Thanks for the ideas, Gordon.

You got me thinking about ways to "Niche" a Series of HOT SHEET Muffin Recipes.

We always had a couple big gardens when I was growing up.

I'd often cut up a small amount of a garden vegetable.

Stick that into the Muffin Recipe - of the day.

Smushed corn kernals - yellow on brown flour - looked nice.

Spinach and broccoli bits were my FAVORITE - cuz they looked so GREEN in amongst the raisins and nuts.

Moisture is the secret.

You gotta SQUEEZE the water out of any veggies you add to muffins.

Thanks for the Hot Sheet idea,
Glenn Osborn

P.S. - I wrote up a 32 page booklet on how I use Muffin Recipes to make friends and sales on and off-line.

Stuck it on Ebay just for fun...

Good cheap place to test new ideas for 10 cents or so.

The Headline -

"How My 426 Million $ Mentor Walter Hailey Made Millions Handing Out MUFFIN RECIPES"

http://cgi.ebay.com/ws/eBayISAPI.dll...ht_7323wt_1167

=====================
=====================
Green Spinach Bits MUFFINS - Banana/Raisin Optional

Directions -

1. Pre-heat oven to 400 degrees

2. Grease 12 muffin tins

3. Chop up and mash one banana - use a fork, potato masher and a large flat plate or bowl

4. Combine all dry ingredients in a bowl (The dried off diced spinach specks go in the dry bowl)

5. Then thoroughly mix 1 teaspoon of soda with dry ingredients

6. Pour wet ingredients in with dry and mix with large spoon until combined
Don't beat mixture.

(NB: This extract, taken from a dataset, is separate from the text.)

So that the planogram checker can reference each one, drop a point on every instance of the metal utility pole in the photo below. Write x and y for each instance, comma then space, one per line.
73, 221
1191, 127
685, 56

Just mix until no dry spots are left.

7. Immediately Spoon into greased muffin tins

8. Bake in oven for about 25 minutes. Tops of muffins will get brown when done.
And a sharp knife shoved into a muffin comes out clean. If batter sticks to the blade. Cook it a bit more.

Ingredients:

1/4 cup warm honey

1 beaten egg

1 1/2 cup of whole wheat flour

1/2 cup buttermilk or plain yogurt
(In a pinch you can mix up 3/4 cup of dry milk with water and squirt in 1 tablespoon of lemon juice -- This reacts with the soda and makes the batter rise)

1/2 cup raisins – 1/2 cup chopped walnuts

(Tip: Have some extra flour standing by. The size of the banana adds moisture. IF You didn't SQUEEZE
The Spinach dry you'll need extra flour too. You don't want a sloppy wet batter.
Your goal is to reach a moist mixture that sticks to your spoon or fork when mixing.)


==================
==================
DIRECTIONS for Squeezing 1/4 cup to 1/8th cup of Spinach -
Before Adding to the Recipe -

I - IF you use spinach right out of the garden, pull only 3 or 4 big leaves

II - IF you get leaf spinach in a whole foods store. Same thing.

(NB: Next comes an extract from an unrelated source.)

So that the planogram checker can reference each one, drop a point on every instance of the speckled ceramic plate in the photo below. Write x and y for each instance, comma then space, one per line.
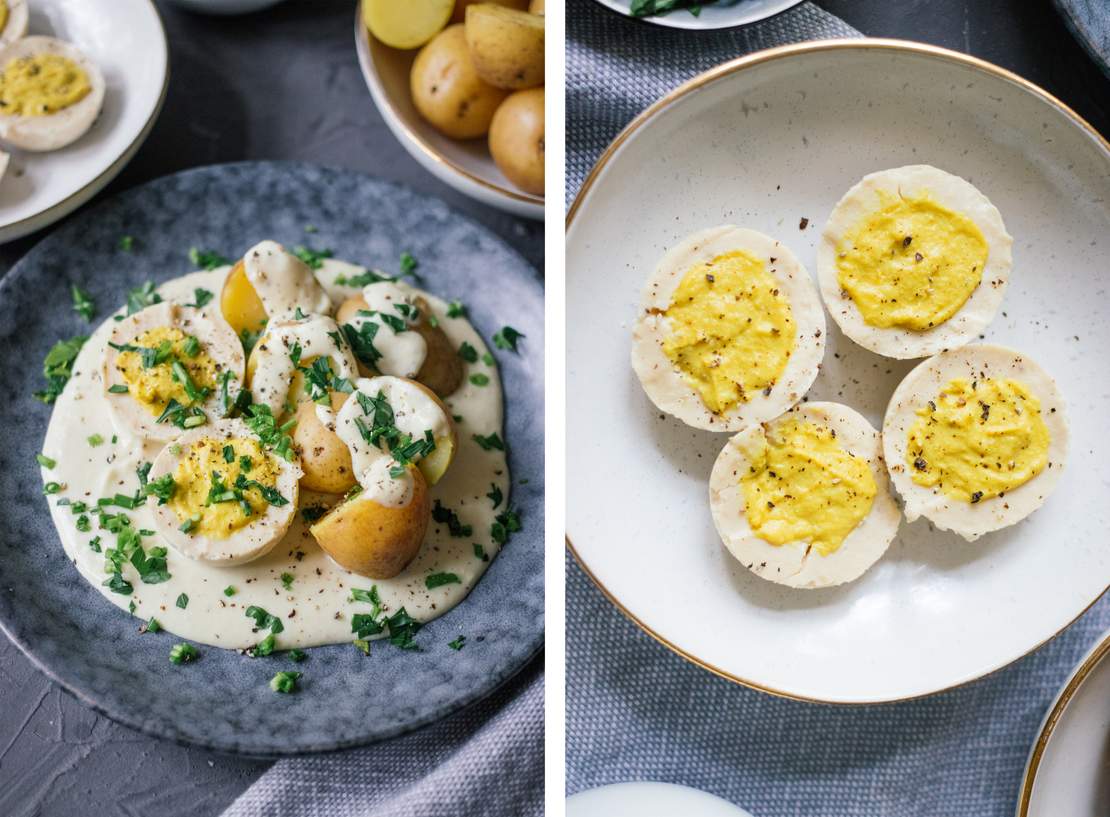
770, 142
223, 699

You dry the leaves off on a paper towel. Put them on a cutting board and dice as fine as you can.
Blot again if they look wet.

DO NOT use a Food Processor machine. The leaves become a green gooey mess.

III - IF you buy frozen spinach or have leftover cooked spinach. Use an 1/8th of a cup.
Because it's very wet.

Find a thin hand cloth. Not a thicker towel. Place the wet spinach on the towel.
Spread it out some. Fold the towel over the spinach. Try to beat it to a pulp thru
the towel. Use a small pot or the butt of a big knife. A rolling pin can work if
you really LEAN on it.

Take a dull knife. Scrape what's left off the thin smooth towel. The towel will
have a wet green stain. Toss the drier spinach into the wet ingredients - bit by bit.
And Stir. So it doesn't stick together in a chunk.